If you have not already, running nodetool goossipinfo might give you
more clues than `status`.
On 09/13/2013 10:48 AM, Dave Cowen wrote:
Hi, all -
We've been running Cassandra 1.1.12 in production since February, and have
experienced a vexing problem with an arbitrary node "falling out of" or
separating from the ring on occasion.
When a node "falls out" of the ring, running nodetool ring on the
misbehaving node shows that the misbehaving node believes that is Up, but
that the rest of the ring is Down, and the rest of the ring has question
marks listed for load. nodetool ring on any of the other nodes, however,
shows the misbehaving node as Down but everything else is up.
Shutting down and restarting the misbehaving node does not result in
changed behavior. We can only get the misbehaving node to rejoin the ring
by shutting it down, running nodetool removetoken <misbehaving node token>
and nodetool removetoken force elsewhere in the ring. After the node's
token has been removed from the ring, it will rejoin and behave normally
when it is restarted.
This is not a frequent occurrence - we can go months between this
happening. It most commonly occurs when a different node is brought down
and then back up, but it can happen spontaneously. This is also not
associated with a network connectivity event; we've seen no interruption in
the nodes being able to communicate over the network. As above, it's also
not isolated to a single node; we've seen this behavior on multiple nodes.

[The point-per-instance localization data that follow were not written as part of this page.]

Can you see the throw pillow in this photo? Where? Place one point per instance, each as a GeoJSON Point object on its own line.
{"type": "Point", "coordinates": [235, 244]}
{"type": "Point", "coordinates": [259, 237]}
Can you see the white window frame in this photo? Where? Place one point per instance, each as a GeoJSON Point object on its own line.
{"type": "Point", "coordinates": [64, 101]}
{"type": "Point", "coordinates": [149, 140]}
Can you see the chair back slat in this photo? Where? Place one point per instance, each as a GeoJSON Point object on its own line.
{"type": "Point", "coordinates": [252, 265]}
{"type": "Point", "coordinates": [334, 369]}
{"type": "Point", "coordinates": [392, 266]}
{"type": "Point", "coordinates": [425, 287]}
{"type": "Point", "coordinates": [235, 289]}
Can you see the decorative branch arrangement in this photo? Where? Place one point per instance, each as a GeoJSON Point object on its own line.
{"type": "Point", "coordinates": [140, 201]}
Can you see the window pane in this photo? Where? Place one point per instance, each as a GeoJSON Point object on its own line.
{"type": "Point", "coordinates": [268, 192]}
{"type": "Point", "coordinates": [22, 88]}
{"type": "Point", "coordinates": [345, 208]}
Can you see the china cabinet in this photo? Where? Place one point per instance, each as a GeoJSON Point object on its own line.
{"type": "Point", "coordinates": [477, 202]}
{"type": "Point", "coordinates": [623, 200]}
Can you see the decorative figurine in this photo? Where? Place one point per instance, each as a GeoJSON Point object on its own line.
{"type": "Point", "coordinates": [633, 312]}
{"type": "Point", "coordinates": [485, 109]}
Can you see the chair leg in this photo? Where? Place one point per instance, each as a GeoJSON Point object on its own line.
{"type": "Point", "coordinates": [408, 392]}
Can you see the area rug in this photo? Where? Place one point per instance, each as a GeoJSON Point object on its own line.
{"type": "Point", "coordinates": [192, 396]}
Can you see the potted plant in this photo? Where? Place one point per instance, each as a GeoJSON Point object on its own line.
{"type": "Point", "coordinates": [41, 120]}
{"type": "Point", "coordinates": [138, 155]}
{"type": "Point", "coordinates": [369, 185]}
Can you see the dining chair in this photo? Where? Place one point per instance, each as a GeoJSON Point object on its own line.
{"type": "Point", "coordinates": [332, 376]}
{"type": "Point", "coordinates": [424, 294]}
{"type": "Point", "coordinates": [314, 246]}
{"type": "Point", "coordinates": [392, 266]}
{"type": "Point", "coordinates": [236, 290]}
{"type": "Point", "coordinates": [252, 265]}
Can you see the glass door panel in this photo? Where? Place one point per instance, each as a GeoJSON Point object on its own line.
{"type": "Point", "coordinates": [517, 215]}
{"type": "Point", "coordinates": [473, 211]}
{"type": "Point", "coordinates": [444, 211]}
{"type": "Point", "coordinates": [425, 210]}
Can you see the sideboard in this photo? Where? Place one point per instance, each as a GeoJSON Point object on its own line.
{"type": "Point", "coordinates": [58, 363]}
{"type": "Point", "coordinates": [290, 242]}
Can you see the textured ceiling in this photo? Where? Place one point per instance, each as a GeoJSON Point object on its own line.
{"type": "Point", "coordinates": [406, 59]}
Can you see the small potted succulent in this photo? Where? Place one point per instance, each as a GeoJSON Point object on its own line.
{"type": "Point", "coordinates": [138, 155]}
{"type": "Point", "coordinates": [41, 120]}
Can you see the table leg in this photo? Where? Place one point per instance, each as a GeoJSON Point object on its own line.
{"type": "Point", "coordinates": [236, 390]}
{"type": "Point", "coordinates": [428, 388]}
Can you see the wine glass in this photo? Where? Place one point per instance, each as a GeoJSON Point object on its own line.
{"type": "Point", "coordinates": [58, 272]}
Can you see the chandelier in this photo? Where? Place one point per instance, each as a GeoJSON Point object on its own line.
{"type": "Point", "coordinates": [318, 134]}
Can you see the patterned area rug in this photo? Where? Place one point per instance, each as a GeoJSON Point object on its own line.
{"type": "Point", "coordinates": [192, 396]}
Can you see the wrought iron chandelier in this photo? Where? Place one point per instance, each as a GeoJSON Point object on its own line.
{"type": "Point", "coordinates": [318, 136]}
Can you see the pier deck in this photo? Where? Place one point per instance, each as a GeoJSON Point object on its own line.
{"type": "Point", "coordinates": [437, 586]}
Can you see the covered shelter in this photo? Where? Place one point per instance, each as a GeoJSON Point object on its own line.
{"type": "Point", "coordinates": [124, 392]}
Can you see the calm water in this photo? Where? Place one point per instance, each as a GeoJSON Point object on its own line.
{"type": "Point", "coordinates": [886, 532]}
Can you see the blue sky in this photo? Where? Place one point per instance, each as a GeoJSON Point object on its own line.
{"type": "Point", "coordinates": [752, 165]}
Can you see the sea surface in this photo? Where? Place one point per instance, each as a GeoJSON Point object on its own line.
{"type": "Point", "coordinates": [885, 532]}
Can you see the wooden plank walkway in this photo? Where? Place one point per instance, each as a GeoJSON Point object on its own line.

This has occurred with both the identical seeds specified in cassandra.yaml
on each node, and also when we remove the node from its own seed list (so
any seed won't try to auto-bootstrap from itself). Seeds have always been
up and available.
Has anyone else seen similar behavior? For obvious reasons, we hate seeing
one of the nodes suddenly "fall out" and require intervention when we flap
another node, or for no reason at all.
Thanks,
Dave